Despite the pasty tax mayhem earlier this year, Gregg’s does not blame the chancellor’s half-baked idea for its latest results: profits fell to £16.5m in the six months to the end of June. That’s down from £17.3m the previous year, even though revenues actually climbed 5% to £350m. Instead the bakery blames the record levels of rain across the UK in June and July for keeping people away from racks of scrumptious treats in its stores.
In a statement, the firm said that footfall in stores was down by more than 7%, which hurt the most profitable element of the business. Revenues were able to climb partly because the chain sells some of its products though Iceland stores, and it said the deal was ‘performing better than expected.’ But really, that’s just the icing on the cake: most of the growth has come from Greggs’ expansion over the half-year. It opened 39 new shops and closed six, giving it a total portfolio of 1,604 nationally at the end of June. That expansion is set to accelerate in the second half, with plans to have opened 90 new premises by the end of the financial year.
The expansion means that like-for-like sales actually fell 2.3%, but the firm is investing in a major refurbishment programme of around 200 existing stores, as well as bringing dozens of Baker’s Oven stores under the Greggs brand umbrella. If and when the high street upturn comes – and people do need to eat tasty treats once in a while – it looks like Greggs will be in a strong position.

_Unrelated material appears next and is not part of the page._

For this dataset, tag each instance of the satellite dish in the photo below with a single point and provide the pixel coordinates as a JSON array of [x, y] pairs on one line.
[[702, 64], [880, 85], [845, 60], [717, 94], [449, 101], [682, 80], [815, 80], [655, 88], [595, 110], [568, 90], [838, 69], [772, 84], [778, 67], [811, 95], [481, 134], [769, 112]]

Perhaps more attention than ever was given to high street bakeries in the wake of George Osborne’s ‘pasty-tax’ and the subsequent U-turn earlier this year. The tax was designed to squeeze some cash out of hot foods served in the bakeries, but was shelved after confusion about what constitutes ‘hot food’ arose. Is it ‘cooked’ when it’s kept at room temperature or not? Who knows?
Greggs’ statement didn’t mention it, but we reckon the whole affair ended up being a useful but of promotion for the chain. Having their cake and eating it, so to speak.